Synecdoche—
to think of sharks, I think of their teeth,
one tooth, the letter V held in my palm…
So, when I learned that some believe
the English word “shark”
comes from the Mayan word “xoc,”
and “xoc” can also mean “count,” I smiled.
Of course! one counts all of those teeth,
an endless-seeming wave of bone, up to fifty-thousand
produced over the course of one shark’s life.
Too bad there’s an instance of the word “shark”
in an English manuscript from the fifteenth century,
before anyone in Europe used the word “Maya,”
or thought to write “xoc” with a “x,”
that letter which, in English, we pronounce “z,”
as in “xenophobic Anglo-Americans
didn’t believe the Mayans were civilized,
despite all those pyramids and calendars,
and thus could not have a writing system…”

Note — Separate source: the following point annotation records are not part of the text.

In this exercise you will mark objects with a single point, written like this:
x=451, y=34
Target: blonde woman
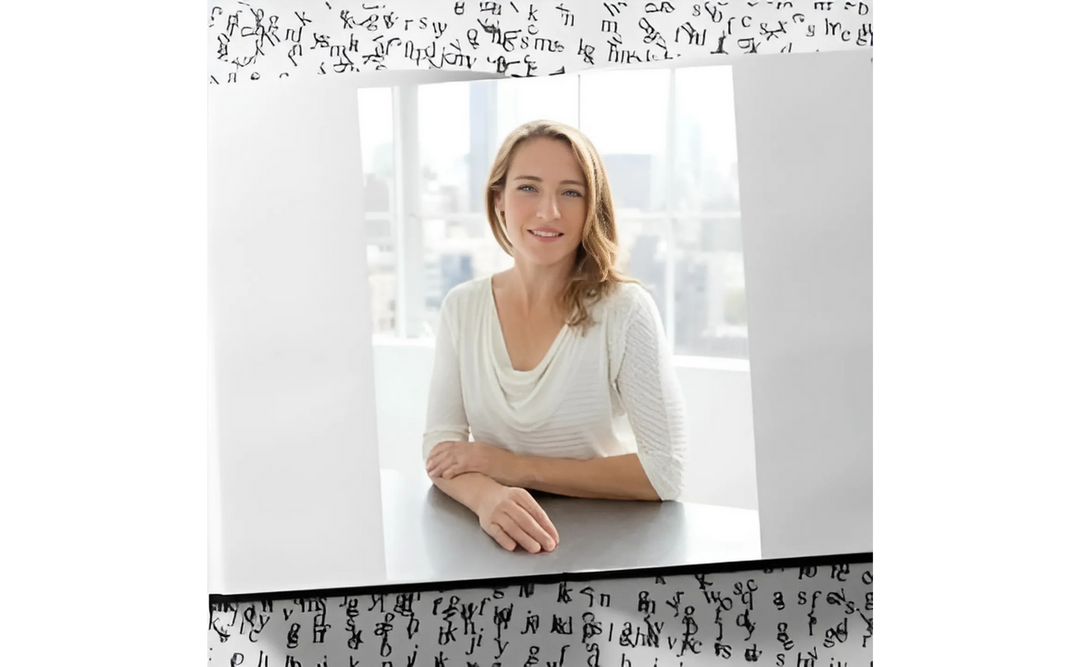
x=556, y=367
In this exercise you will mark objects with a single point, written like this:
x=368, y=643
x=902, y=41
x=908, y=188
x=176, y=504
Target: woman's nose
x=549, y=208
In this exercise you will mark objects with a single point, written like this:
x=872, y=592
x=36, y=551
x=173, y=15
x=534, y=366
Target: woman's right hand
x=513, y=517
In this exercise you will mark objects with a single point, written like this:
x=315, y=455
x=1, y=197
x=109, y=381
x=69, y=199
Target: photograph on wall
x=464, y=324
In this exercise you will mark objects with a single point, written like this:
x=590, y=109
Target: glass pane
x=457, y=145
x=456, y=252
x=644, y=255
x=710, y=288
x=624, y=113
x=705, y=158
x=551, y=98
x=377, y=154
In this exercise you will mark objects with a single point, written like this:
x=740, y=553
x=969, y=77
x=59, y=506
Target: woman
x=556, y=366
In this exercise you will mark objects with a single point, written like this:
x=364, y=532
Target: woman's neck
x=539, y=288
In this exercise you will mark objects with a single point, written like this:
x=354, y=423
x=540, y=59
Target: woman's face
x=543, y=203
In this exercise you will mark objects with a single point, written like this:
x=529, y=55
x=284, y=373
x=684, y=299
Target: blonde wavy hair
x=595, y=273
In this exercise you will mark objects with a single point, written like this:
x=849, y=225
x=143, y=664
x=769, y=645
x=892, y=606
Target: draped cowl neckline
x=524, y=393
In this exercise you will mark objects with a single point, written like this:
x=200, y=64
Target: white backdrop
x=289, y=346
x=807, y=132
x=294, y=503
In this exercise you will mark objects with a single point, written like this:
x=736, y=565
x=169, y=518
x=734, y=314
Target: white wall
x=807, y=134
x=718, y=414
x=293, y=429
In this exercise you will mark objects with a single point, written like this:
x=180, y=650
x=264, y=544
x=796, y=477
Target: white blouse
x=610, y=392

But for the Mayans, the “x” represents “sh,”
so “X-O-C” is pronounced “SHAHK,”
as in what the “shark” does when it smiles at you
and all you can do is “count” the seconds left before it bites.
Where does our “shark” swim from?
Xocingly, from the German word “Schurke,”

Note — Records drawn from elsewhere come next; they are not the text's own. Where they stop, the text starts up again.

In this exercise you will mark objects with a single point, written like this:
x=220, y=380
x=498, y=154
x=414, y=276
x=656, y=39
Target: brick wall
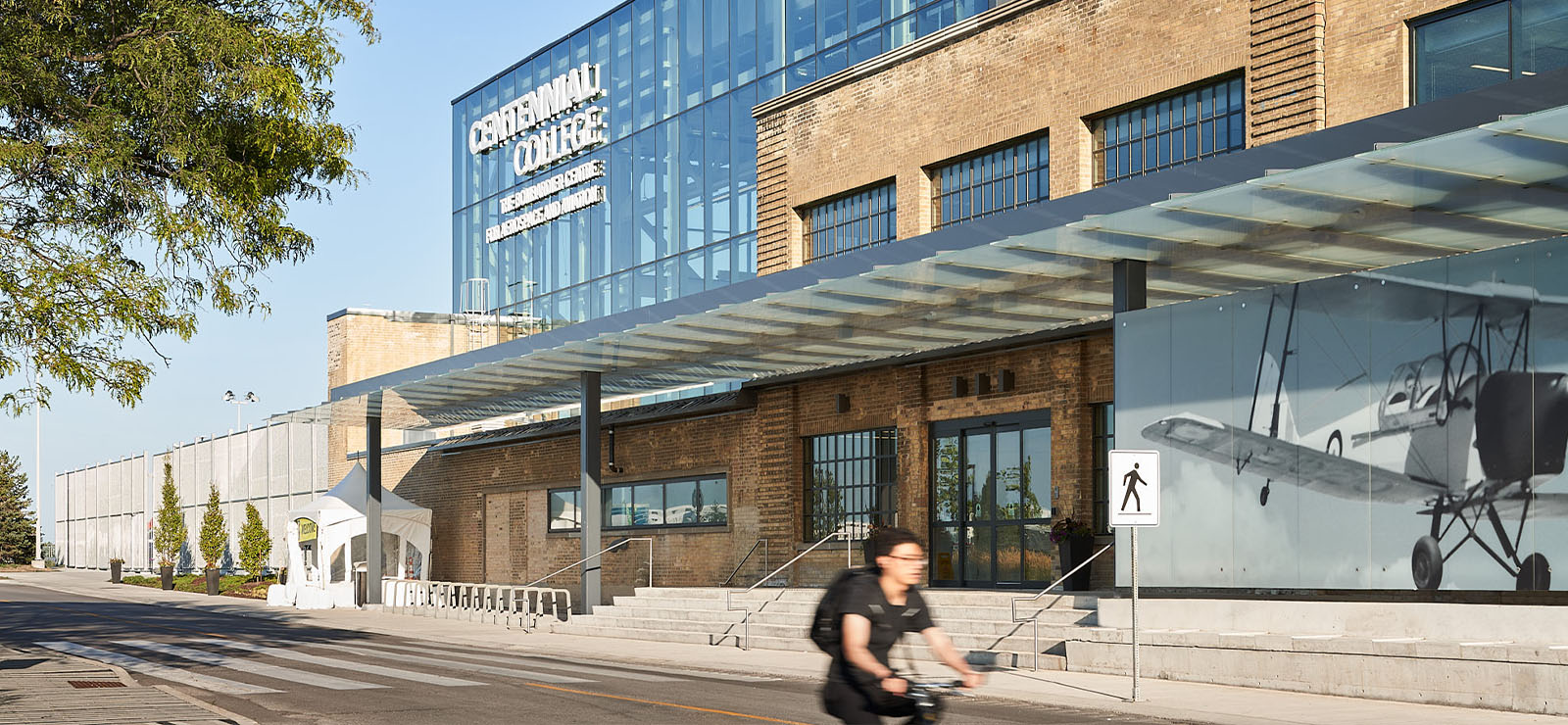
x=1051, y=67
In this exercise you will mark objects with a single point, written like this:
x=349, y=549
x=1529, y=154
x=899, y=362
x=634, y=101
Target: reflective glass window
x=1170, y=130
x=992, y=182
x=852, y=221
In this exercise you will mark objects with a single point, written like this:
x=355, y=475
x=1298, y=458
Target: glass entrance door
x=992, y=501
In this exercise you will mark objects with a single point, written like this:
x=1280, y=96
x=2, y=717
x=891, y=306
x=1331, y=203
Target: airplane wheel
x=1536, y=575
x=1426, y=562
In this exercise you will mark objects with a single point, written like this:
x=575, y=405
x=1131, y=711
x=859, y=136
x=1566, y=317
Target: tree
x=18, y=524
x=169, y=534
x=214, y=539
x=256, y=545
x=149, y=151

which means “scoundrel,” but also gave English
“shirk.” Shark. Shock. This is self-indulgent play,
yes, so I will return to səˈnekdəkē—
To think of people, I think of our mouths,
our lips parting, opening, joining, pursing,
smiling, frowning, forming a kiss
and plosives—our finite teeth, all fifty-two,
easily knocked out, irreplaceable—
and our tongues behind them,
like caged birds which struggle to fly,
but cannot, and so flutter against our teeth
and lips, forming vowels and affricates.
This is what I think about when I want to think about us:
how our mouths say, “xoc,” and “shark,”
these nests for the birds we call “language” in English,
and in Mayan, “T,’aan.’”
Information regarding the word “xoc” and its possible influence on English “shark” is drawn from Breaking the Maya Code by Michael D. Coe, p. 141.